– Не бывать! – обрадованно поддержал его Добрыня и тоже подкрепил слова кулаком.
– Но уже объявлено… – выдавил Сеча. – Все считали тебя погибшим…
– Не все, Аскольд! Не все! – послышался счастливый женский голос.
В дверях, сияя улыбкой, стояла Всеславна…
Как заметался, как принялся грозить князь Всеволод, узнав о возвращении Аскольда и отказе Всеславны! Спасибо Василию – праведный будет князь! – рассудил по справедливости, встал на сторону сестры.
В этот день воевода по привычке поднялся рано. Он любил провожать в поле скотину, особенно в первый день. Напялив растоптанные чувяки и набросив старую шубейку, Сеча прислушался к спокойному дыханию спящего сына – после его возвращения воевода распорядился поставить ему кровать в своей опочивальне, – потихоньку открыл дверь и вышел на крыльцо.
Утренняя прохлада прогнала остатки сна. Двор уже кипел новой жизнью. Мычали коровы, ржали лошади, блеяли овцы. Покрикивали бабы на шустрых телят, одна вовсю крыла какого-то мужика. В предрассветном сумраке силуэты животных и людей были едва различимы. Из стойла, как обычно, слышался надсадный голос старухи Епифановны:
– Куды, девки, торопитесь? Пошто скотину грязную гоните? От людей стыдно будет. Водой отмывайте, живо. Да теплую, теплую несите! Ту, что с вечера грели!

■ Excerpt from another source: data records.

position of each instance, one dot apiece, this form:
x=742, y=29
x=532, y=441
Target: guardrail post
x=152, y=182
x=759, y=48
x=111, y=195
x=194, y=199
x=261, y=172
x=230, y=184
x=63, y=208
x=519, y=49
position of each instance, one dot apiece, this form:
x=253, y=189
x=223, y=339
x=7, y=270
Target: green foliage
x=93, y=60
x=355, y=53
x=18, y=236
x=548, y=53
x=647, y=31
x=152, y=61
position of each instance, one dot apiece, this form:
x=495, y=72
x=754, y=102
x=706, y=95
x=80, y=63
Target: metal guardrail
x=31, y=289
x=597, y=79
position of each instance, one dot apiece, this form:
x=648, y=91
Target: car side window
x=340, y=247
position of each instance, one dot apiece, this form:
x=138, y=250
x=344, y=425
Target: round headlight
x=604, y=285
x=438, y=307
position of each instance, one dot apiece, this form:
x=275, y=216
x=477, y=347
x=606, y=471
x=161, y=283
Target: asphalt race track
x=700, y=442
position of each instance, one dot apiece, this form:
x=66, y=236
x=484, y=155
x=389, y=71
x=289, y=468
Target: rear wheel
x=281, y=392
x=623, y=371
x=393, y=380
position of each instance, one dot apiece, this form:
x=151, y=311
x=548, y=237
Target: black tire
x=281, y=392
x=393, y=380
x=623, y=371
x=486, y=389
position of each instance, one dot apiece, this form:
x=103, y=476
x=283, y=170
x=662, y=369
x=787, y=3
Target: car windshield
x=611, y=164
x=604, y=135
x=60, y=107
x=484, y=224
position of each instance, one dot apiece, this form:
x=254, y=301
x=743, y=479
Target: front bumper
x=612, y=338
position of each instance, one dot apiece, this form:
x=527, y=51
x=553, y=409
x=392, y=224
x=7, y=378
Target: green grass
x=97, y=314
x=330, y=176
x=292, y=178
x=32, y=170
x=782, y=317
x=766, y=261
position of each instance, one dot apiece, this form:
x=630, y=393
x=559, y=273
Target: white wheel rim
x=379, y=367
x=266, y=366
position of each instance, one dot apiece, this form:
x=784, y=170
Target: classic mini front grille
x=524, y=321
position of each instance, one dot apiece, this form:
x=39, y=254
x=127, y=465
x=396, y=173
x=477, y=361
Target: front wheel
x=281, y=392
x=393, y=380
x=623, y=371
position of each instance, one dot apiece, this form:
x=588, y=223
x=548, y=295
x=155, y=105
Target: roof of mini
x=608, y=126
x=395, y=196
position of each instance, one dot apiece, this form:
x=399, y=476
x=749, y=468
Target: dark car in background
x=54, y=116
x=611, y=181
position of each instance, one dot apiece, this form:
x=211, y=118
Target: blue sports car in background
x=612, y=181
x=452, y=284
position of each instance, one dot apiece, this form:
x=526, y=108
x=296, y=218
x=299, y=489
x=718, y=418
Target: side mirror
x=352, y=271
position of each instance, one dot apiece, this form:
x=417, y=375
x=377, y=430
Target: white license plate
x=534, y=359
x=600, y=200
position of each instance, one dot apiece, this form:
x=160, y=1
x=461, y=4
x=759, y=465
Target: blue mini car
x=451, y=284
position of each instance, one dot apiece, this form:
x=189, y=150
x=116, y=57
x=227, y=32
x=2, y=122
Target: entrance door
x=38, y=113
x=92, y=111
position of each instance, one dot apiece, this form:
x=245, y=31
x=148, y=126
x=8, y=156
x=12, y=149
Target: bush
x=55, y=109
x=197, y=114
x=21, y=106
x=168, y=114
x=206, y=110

Как она умудрялась рассмотреть все в полумраке, воевода давно отчаялся понять. Обычно он ленился заходить в стойло, но сегодня решил это сделать. Осторожно обходя животных, смотрел, как старуха руками отрывает прилипшие навозные сосульки, от чего коровы недовольно мычали, хлестко били хвостами. То, что не поддавалось, девки отмывали водой. Воевода довольно усмехнулся: любит старая порядок.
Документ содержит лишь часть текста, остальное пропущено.